El microbiólogo Julio García, portavoz de la Sociedad Española de Enfermedades Infecciosas y Microbiología Clínica (Seimc), explica los riesgos

AGENCIAS

La listeriosis, enfermedad causada por la bacteria Listeria monocytogenes presente en alimentos contaminados, es un riesgo para las gestantes ya que puede traspasar la placenta y afectar al feto, aunque si se trata a tiempo se puede controlar el daño.

El microbiólogo Julio García, portavoz de la Sociedad Española de Enfermedades Infecciosas y Microbiología Clínica (Seimc), explica que si la bacteria se disemina «puede provocar abortos, muerte fetal, parto prematuro o infecciones graves en el recién nacido como meningitis o sepsis».

Dieciocho mujeres embarazadas forman parte del centenar de afectados por el brote de listeriosis desatado en Andalucía que ya se ha cobrado una víctima mortal, una anciana de 90 años.

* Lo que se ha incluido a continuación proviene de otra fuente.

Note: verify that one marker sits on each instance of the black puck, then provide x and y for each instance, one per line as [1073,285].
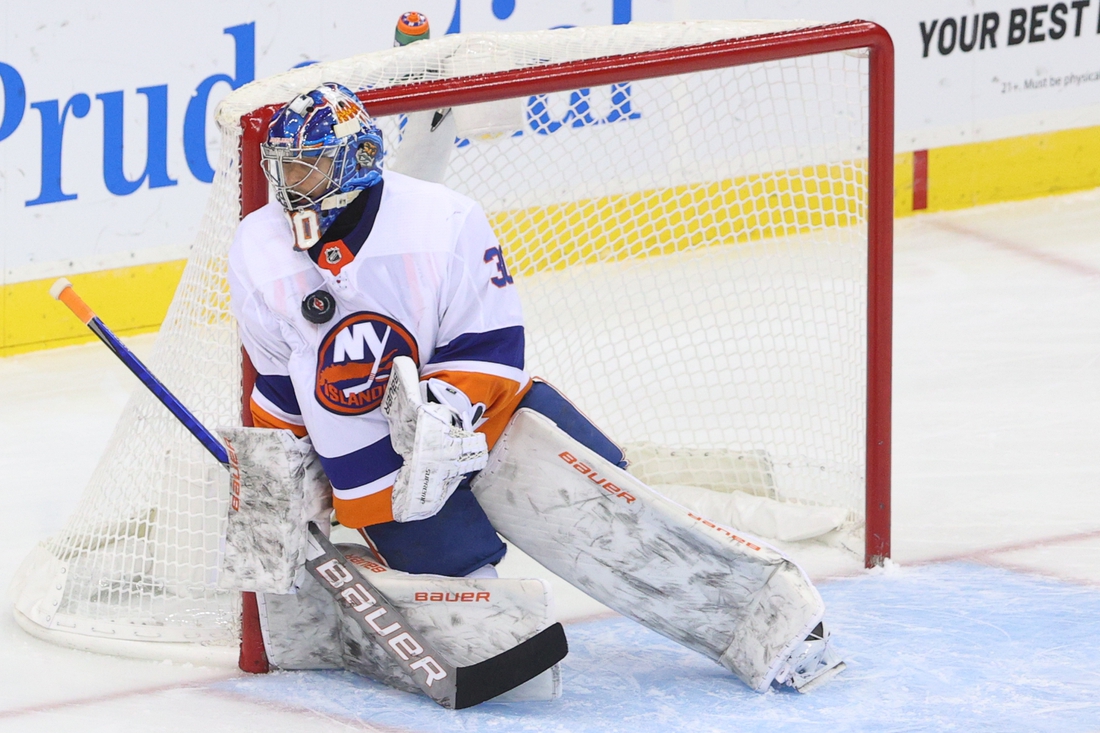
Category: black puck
[318,307]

El foco de la infección se encuentra en la carne mechada de la marca «La Mechá» contaminada en su procesamiento industrial.

Dado que el contagio se produce por el consumo de este alimento ya identificado, el especialista ha lanzado un mensaje de tranquilidad a aquellas mujeres embarazadas que sepan con certeza que no lo han consumido.

«Pero ante la mínima duda o síntomas, como fiebre o diarrea, deben acudir al centro hospitalario» para descartar la infección por Listeria o, en su defecto, ser tratadas lo antes posible.

Las mujeres embarazadas infectadas necesitan ser hospitalizadas para ser medicadas con los mismos antibióticos orales que el resto de afectados, además de requerir las medidas de soporte habituales.

La listeriosis suele ser banal en la mayoría de los casos en personas sanas, pero puede ser grave en bebés, mayores y pacientes con enfermedades inmunodepresoras, además de en las gestantes.

Para prevenir infecciones por microorganismos que puedan estar en los alimentos que se manipulan en casa, el portavoz de la Seimc recomienda evitar lácteos crudos, cocinar adecuadamente los alimentos, lavar las verduras, higiene de manos y de utensilios de cocina y conservar los alimentos por encima de 4 grados.

Las embarazadas, en especial, deben evitar ingerir tanto lácteos como carne crudos.